The world celebrated the newly discovered vaccines in early 2021 that began the mitigation and reversal of the COVID-19 pandemic. The suffering and ill effects of the novel coronavirus have been devastating to the world through its toll on lives and the crippling economic effects it has had on individuals and governments. Without a doubt the greatest appreciation must go researchers and scientific community who tirelessly worked to find the vaccines so desperately needed. Companies like Pfizer, Moderna, AstraZeneca, J&J and the governments of most industrialized countries prioritized vaccine development with little concerns for costs of such initiatives. And perhaps the greatest cheer should go to the contribution made by the immunology, genetic, and AI technologies that provided the research scientists the tools needed to accomplish their task in record time. Those achievements by the research and scientific community started many years ago with the early work of heroes in immunology (one more shout out to Dr.
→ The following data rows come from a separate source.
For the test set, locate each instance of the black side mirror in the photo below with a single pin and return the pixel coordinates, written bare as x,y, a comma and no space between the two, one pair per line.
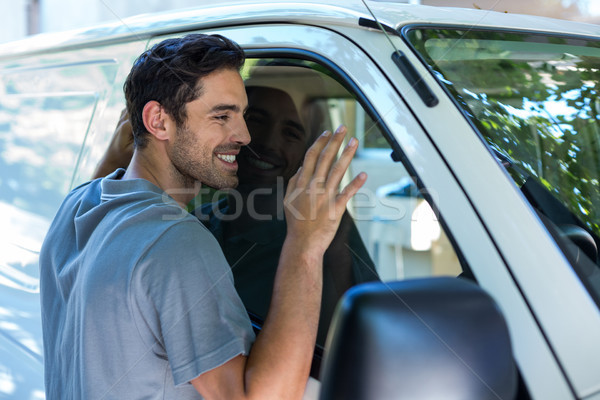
434,338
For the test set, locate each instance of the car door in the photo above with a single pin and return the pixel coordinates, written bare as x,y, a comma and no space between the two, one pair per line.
57,113
412,190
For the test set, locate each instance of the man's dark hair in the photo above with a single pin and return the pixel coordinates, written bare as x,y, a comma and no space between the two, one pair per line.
169,73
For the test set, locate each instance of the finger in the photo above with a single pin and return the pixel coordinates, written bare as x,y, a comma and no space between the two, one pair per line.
350,190
292,182
339,168
328,155
311,157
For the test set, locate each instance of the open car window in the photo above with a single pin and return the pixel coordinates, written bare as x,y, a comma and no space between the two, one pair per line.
535,101
389,231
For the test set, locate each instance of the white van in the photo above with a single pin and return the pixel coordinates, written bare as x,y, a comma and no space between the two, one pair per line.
480,134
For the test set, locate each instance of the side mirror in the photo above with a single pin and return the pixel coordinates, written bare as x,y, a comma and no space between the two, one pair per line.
434,338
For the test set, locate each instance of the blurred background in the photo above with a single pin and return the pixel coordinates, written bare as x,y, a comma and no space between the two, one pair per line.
20,18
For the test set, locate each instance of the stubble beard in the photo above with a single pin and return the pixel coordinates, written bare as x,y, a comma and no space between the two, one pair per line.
193,163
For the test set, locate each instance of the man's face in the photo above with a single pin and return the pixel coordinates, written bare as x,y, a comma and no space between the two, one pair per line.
205,148
278,137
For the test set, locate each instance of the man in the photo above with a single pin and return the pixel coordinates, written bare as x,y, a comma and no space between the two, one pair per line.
247,224
137,298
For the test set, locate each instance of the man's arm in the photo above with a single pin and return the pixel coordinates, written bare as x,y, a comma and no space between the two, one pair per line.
279,362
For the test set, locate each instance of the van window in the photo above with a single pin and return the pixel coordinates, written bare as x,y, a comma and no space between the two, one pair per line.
389,231
535,101
45,113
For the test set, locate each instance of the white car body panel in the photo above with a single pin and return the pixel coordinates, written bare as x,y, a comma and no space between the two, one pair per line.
553,321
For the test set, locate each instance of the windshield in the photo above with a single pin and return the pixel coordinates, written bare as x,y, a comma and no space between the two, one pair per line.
535,101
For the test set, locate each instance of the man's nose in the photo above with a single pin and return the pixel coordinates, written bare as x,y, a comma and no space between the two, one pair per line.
241,134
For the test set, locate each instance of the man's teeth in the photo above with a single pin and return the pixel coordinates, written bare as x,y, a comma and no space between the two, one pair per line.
230,158
260,164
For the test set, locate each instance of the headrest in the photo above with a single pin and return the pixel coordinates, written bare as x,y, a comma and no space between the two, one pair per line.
434,338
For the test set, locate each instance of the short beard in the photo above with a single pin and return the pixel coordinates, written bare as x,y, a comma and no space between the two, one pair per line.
189,170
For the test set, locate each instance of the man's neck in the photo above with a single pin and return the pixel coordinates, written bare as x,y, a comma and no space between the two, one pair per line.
161,173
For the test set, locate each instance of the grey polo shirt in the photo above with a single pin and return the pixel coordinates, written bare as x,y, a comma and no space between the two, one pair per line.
137,297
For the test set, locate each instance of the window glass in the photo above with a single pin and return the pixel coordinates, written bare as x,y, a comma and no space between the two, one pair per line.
389,231
45,113
535,101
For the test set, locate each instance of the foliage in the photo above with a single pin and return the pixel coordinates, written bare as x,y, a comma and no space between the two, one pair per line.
541,110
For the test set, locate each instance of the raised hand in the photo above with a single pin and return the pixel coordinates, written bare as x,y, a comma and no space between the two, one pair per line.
314,205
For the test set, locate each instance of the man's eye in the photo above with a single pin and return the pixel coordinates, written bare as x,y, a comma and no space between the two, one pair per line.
293,134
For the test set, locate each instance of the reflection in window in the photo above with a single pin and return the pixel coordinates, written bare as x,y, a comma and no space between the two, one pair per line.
535,101
389,231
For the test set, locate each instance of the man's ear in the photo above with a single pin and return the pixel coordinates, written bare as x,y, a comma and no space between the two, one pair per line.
156,120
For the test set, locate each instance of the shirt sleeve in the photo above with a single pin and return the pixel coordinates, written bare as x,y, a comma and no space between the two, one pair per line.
183,287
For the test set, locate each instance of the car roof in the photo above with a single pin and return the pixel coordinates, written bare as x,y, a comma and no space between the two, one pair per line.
329,13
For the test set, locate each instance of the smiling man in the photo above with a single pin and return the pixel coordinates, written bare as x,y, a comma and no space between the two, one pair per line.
138,300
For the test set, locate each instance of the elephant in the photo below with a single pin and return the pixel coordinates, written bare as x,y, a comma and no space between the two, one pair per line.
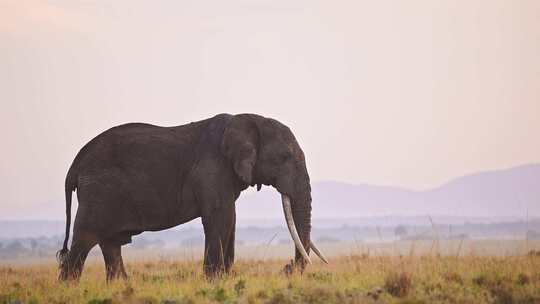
140,177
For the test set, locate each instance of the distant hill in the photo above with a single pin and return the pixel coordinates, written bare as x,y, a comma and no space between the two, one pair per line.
503,193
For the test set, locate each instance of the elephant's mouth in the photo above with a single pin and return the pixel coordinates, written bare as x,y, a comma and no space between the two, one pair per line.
287,210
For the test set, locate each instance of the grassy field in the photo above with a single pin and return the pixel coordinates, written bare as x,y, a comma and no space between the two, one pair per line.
354,278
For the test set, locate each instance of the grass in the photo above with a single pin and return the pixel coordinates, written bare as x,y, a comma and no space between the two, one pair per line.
348,279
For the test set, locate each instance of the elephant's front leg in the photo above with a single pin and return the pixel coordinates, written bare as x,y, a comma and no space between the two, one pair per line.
219,229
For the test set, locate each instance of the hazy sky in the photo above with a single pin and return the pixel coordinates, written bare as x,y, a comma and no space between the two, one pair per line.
408,93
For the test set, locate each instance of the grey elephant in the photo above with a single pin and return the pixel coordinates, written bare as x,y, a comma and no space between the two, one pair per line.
140,177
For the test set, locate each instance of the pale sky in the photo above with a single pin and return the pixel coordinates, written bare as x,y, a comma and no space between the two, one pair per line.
403,93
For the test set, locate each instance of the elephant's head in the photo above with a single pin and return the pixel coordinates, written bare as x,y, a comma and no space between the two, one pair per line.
264,151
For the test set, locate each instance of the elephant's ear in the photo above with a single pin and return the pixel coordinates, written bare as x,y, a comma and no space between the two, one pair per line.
239,145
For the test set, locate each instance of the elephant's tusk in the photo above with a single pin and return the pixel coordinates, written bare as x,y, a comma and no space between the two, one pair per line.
292,228
318,252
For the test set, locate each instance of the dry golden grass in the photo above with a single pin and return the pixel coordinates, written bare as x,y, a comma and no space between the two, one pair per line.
348,279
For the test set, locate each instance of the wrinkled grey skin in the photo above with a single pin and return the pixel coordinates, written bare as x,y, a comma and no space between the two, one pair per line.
139,177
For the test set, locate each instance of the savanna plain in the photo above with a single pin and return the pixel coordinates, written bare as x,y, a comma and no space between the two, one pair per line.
358,276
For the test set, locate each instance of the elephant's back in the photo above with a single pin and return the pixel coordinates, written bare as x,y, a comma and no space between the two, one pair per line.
128,177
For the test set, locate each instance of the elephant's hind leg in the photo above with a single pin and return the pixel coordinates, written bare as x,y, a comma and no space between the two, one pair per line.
72,266
114,265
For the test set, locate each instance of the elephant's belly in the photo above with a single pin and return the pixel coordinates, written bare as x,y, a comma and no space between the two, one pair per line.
110,205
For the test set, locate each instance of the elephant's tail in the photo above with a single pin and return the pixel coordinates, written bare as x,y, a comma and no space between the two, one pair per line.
71,185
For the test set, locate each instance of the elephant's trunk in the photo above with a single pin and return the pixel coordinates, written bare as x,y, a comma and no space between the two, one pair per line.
298,217
301,243
301,210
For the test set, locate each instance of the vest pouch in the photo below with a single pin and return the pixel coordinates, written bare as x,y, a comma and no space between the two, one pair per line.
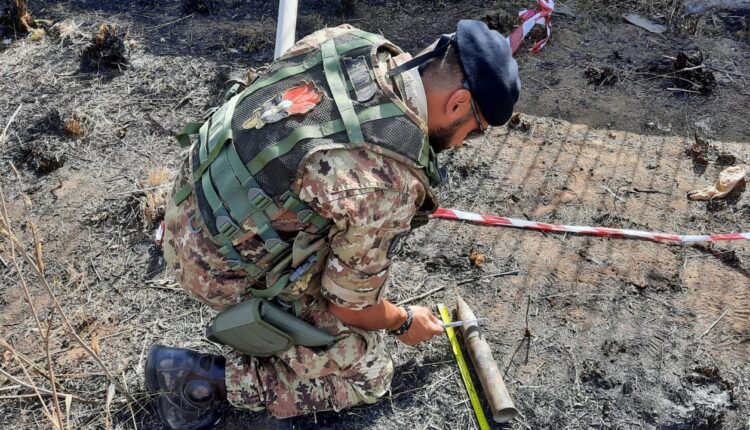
259,328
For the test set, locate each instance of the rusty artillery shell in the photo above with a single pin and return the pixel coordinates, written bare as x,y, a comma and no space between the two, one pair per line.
503,409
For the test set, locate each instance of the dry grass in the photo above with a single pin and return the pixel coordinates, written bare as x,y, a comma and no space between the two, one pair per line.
75,127
157,189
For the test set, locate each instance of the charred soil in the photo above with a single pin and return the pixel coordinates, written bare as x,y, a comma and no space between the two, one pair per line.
617,124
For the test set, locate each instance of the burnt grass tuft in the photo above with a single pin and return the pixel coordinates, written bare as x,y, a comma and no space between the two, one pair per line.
107,51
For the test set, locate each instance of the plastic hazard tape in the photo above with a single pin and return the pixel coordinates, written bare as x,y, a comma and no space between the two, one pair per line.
615,233
530,18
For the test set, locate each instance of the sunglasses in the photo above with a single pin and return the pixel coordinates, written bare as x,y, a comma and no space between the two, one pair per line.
474,109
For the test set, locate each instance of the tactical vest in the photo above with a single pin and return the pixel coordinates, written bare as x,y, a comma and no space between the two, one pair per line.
247,160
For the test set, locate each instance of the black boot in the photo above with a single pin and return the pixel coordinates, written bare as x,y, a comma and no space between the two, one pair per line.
189,386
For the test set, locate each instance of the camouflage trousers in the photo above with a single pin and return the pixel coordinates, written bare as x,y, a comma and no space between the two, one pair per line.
356,369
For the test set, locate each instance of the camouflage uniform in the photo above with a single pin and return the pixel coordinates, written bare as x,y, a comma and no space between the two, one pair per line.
371,200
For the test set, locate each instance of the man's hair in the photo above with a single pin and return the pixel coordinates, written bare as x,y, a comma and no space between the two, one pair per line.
443,72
Fauci) and the genetic research mentioned throughout this book.

 

We must all be thankful for these accomplishments that have begun to reduce the human suffering and economic devastation brought upon the world from this COVID-19 pandemic. But we must also remain scrupulously vigilant. Today, the impact of COVID-19 and its rapidly evolving variants portend equal or more disastrous effects with the SARS-CoV-2 novel coronavirus being a far more contagious

member of the coronaviruses (CoVs). Many countries have relied on an extrapolation of classic infection-control and public-health measures similar to those used for SARS-CoV-1 to contain the COVID-19 pandemic. They range from extreme quarantine measures, “shelter-in-place,” “social distancing,” to painstaking detailed contact tracing with hundreds of contact tracers. However, these measures may not be effective in the coming years for tackling the scale of COVID-19. Healthcare systems should plan to use AI technologies and digital technology “virtual clinics” using telehealth consultations with imaging

data uploaded from peripheral sites and interpreted remotely. This would ensure that patients continue to receive standard clinical care while reducing physical crowding of patients into hospitals. Chatbots staffed by health professionals can also provide early diagnoses as well as patient education. And blockchain technologies can coordinate hospital, clinics, and pharmacy patient information.